Selvarajan Molecular Virology Lab, National Research Centre for Banana, Trichy, Tamil Nadu

Investigation of plant response to biotic and abiotic stress factors in the last decade revealed the existence of plant defence mechanisms of high complexity. Plant response to stress is no longer regarded as a linear succession of independent events, rather as a network of overlapping inter-regulated events, strongly influenced by plant growth and development as well as by environmental conditions. Cross-talk between the signalling pathways triggered by different stressors (eg., pathogen attack and herbivores/wounding) has been widely documented. Disentangling such complex defence systems require the investigation of plant reactions to different stressors in comparable conditions. Compatible plant-pathogen interactions are established when the plants fail to recognize the pathogen or when the pathogen suppresses the defence reaction of the host and result in plant susceptibility to the given pathogen.
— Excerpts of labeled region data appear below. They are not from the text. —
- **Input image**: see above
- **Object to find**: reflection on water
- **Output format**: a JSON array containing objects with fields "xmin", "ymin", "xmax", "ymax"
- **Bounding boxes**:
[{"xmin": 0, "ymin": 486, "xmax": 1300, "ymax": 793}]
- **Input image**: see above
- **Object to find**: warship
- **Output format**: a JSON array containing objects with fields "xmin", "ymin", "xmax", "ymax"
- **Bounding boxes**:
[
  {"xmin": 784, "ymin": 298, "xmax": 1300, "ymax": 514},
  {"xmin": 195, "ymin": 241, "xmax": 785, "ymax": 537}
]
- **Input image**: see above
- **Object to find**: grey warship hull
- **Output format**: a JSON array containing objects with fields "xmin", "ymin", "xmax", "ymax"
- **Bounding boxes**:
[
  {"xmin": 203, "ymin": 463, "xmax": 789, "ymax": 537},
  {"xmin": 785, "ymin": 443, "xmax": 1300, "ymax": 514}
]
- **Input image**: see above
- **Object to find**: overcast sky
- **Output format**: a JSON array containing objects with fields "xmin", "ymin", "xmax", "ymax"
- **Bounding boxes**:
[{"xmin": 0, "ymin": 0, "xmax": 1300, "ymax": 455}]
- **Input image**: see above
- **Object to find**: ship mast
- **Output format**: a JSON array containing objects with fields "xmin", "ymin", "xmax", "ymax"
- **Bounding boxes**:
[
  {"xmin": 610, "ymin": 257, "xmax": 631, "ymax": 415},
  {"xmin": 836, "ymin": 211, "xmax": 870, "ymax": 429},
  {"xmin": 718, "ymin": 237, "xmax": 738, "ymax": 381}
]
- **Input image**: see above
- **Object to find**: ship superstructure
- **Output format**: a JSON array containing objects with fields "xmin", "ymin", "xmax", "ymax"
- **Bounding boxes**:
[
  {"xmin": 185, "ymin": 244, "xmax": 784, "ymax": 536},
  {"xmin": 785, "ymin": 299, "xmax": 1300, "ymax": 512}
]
The hosts usually mobilize basic unspecific defence mechanisms and pathogen induced necrosis can trigger Systemic Acquired Resistance (SAR). Although patterns of response to pathogen attack common to many species have been described, the plants defence reactions against the pathogen are largely/solely host- and pathogen specific. Plant viruses exploit cellular factors, including host proteins, membranes and metabolites, for their replication in infected cells and to establish systemic infections. Proteomics constitute, nowadays, priority research for all host-pathogen interaction in the post-genomic era. The various proteomics approaches include measuring differential protein expression in virus-infected versus non-infected cells, analysis of viral and host protein components in the viral replicase or other virus-induced complexes, as well as proteome-wide screens to identify host protein - viral protein interactions using protein arrays or yeast twohybrid assays. A related concern is that substantial regulation of cellular events can occur at the protein level with no apparent changes in mRNA abundance. The posttranslational modification of proteins can result in a dramatic increase in protein complexity without a concomitant increase in gene expression. Proteomics may be the most promising technique for identification of proteins that are induced, repressed and post translationally modified during virus infection in plants.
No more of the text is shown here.